After learning of Mihir’s long love affair with the NS, I dug out his memoir, Thank You Mr Crombie: Lessons in Guilt and Gratitude to the British, in which he talks about his “voracious and undiscriminating” reading, of which his weekly favourites were the political commentaries of the late Anthony Howard. “I had read that Nehru had the New Statesman air mailed to him every week and of the enormous influence its then editor, Kingsley Martin, had on him.” In India, Mihir imagined Howard as “a ray of sunshine cutting through a dense fog”, a journalistic David Niven, “our idea of the typical Englishman”.

I cannot let this reference to Niven pass without telling my favourite story about this early Hollywood star, who was also a decorated army officer in the Second World War.
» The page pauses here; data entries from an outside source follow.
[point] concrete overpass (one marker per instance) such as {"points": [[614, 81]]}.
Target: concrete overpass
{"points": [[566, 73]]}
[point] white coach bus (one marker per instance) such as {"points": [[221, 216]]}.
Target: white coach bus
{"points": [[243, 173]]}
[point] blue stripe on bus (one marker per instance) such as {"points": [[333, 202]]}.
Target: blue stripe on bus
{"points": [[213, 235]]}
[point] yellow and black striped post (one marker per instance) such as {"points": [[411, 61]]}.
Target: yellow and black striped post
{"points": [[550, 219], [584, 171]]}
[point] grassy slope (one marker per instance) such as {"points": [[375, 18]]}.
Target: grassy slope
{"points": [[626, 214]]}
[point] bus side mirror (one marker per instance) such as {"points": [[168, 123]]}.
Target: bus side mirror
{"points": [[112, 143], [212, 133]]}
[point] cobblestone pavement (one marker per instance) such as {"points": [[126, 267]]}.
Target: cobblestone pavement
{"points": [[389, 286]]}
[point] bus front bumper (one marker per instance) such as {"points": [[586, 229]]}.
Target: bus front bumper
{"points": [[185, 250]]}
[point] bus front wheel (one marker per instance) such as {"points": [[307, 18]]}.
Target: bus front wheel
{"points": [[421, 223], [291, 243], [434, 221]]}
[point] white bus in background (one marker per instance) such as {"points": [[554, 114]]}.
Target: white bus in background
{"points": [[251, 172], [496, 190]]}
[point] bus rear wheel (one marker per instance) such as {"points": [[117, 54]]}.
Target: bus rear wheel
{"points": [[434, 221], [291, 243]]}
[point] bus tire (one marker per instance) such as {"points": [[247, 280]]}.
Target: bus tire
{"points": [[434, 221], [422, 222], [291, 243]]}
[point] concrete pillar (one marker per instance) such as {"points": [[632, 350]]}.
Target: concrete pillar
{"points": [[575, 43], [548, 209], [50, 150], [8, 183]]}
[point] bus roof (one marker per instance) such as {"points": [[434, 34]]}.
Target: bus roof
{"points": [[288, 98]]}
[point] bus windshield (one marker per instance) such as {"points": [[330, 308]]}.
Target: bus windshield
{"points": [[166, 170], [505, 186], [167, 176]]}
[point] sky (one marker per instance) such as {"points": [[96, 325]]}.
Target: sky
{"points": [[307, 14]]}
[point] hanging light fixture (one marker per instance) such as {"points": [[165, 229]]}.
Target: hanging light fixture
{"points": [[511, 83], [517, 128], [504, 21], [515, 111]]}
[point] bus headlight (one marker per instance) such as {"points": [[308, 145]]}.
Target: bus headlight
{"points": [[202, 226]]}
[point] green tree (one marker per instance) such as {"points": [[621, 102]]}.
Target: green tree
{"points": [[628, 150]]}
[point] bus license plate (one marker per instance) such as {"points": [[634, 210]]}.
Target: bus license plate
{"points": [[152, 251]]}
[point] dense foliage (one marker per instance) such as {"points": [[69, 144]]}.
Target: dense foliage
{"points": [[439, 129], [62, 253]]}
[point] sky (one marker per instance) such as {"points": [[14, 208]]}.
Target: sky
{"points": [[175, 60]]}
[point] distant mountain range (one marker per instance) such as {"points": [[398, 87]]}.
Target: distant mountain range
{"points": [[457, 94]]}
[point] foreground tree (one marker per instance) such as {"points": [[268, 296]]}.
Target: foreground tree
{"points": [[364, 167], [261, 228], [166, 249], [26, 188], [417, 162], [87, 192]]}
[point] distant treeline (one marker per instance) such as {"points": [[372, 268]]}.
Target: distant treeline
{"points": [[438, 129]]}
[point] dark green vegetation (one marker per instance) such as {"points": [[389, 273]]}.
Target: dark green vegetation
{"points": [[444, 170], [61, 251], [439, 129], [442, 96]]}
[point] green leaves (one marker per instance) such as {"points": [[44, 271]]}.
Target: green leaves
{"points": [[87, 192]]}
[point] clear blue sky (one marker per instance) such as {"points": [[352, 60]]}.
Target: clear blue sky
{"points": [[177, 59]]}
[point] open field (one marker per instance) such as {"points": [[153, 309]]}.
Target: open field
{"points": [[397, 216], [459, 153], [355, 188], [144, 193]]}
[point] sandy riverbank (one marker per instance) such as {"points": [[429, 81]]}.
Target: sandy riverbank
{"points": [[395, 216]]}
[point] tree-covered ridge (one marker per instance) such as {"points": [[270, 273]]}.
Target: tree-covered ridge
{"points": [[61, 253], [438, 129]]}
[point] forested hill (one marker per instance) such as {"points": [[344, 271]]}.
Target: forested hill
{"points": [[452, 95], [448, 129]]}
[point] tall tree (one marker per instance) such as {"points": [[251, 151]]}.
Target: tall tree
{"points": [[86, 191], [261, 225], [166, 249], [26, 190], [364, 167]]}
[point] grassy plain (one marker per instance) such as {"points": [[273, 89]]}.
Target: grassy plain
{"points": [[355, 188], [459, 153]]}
He worked for a little-known but romantically unorthodox army unit called Phantom. Posted in London in the early stages of the war, Niven was tasked with training pigeons to carry messages back to army command in the event of an invasion. To do this, an elaborate loft was built in the St James’s Park headquarters of the commander-in-chief of Britain’s Home Forces, who asked for a demonstration of the birds’ effectiveness. When the first bird arrived, the message that had been wrapped around its leg from Niven was read aloud to the general. “That beast Major Niven sent me away because he said I had farted in the nest,” read the note. If British politics is going to sink, stinking into the sea, let’s have a giggle before it does.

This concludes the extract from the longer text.